Search code examples
pythonpandasnumpyvaex

ValueError: setting an array element with a sequence in Vaex dataframe


I've been given a CSV file from a previous project and I'm supposed to prepare some scripts with Python to plot the value it contains. The dataset in this CSV file holds data from electric and vibration signals. The data I'm interested in is stored at a column, "DecompressedValue", where each row holds a 16.000-elements-long array of float values, which represents a vibration/electric signal.
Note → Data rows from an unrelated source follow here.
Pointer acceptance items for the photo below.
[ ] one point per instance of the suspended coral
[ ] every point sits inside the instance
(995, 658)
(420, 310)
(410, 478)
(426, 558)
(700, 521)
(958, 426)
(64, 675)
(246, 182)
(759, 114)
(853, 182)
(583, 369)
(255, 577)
I want to use Vaex to exploit its higher performance features, but I found what I think is a bug when processing the signals. I started adapting code which works in Pandas.

import pandas as pd
import json 
signal_df = pd.read_csv('csv_test.csv', sep=';')
# The DecompressedValue column, despite being stored as a regular array, is read a long string, so in order to turn it into an array, json.loads() has to be applied to each value of the column
signal_df.DecompressedValue = signal_df.DecompressedValue.apply(lambda r: json.loads(r))
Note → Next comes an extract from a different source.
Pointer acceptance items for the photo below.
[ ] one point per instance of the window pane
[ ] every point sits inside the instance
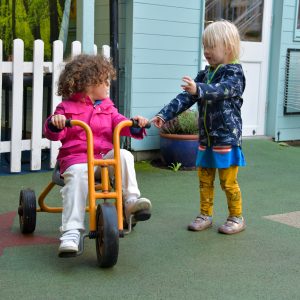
(247, 15)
However, when trying to replicate the same functionality in Vaex, even if this code runs correctly, trying to access the dataframe after that produces an error (find vaex_test.csv for testing this code here).

import vaex

test = vaex.from_csv('vaex_test.csv', sep=';')
test['DecompressedValue'] = test['DecompressedValue'].apply(lambda r: json.loads(r))
test.head()

This produce a ValueError:

[12/19/24 12:50:48] ERROR    error evaluating: DecompressedValue at rows 0-5                      [dataframe.py](file:///C:/Users/user/AppData/Local/anaconda3/envs/py310env/lib/site-packages/vaex/dataframe.py):[4101](file:///C:/Users/user/AppData/Local/anaconda3/envs/py310env/lib/site-packages/vaex/dataframe.py#4101)
                             multiprocessing.pool.RemoteTraceback:                                                 
                             """                                                                                   
                             Traceback (most recent call last):                                                    
                               File                                                                                
                             "c:\Users\user\AppData\Local\anaconda3\envs\py310env\lib\mu                  
                             ltiprocessing\pool.py", line 125, in worker                                           
                                 result = (True, func(*args, **kwds))                                              
                               File                                                                                
                             "c:\Users\user\AppData\Local\anaconda3\envs\py310env\lib\si                  
                             te-packages\vaex\expression.py", line 1629, in _apply                                 
                                 result = np.array(result)                                                         
                             ValueError: setting an array element with a sequence. The requested                   
                             array has an inhomogeneous shape after 1 dimensions. The detected                     
                             shape was (5,) + inhomogeneous part.                                                  
                             """

I've reviewed questions with the same error but I don't think they are applicable since those questions are usually related to numpy arrays and I feel my problem is more related to Vaex idiosyncrasy.


Solution

  • DataFrames in Pandas and Vaex are different.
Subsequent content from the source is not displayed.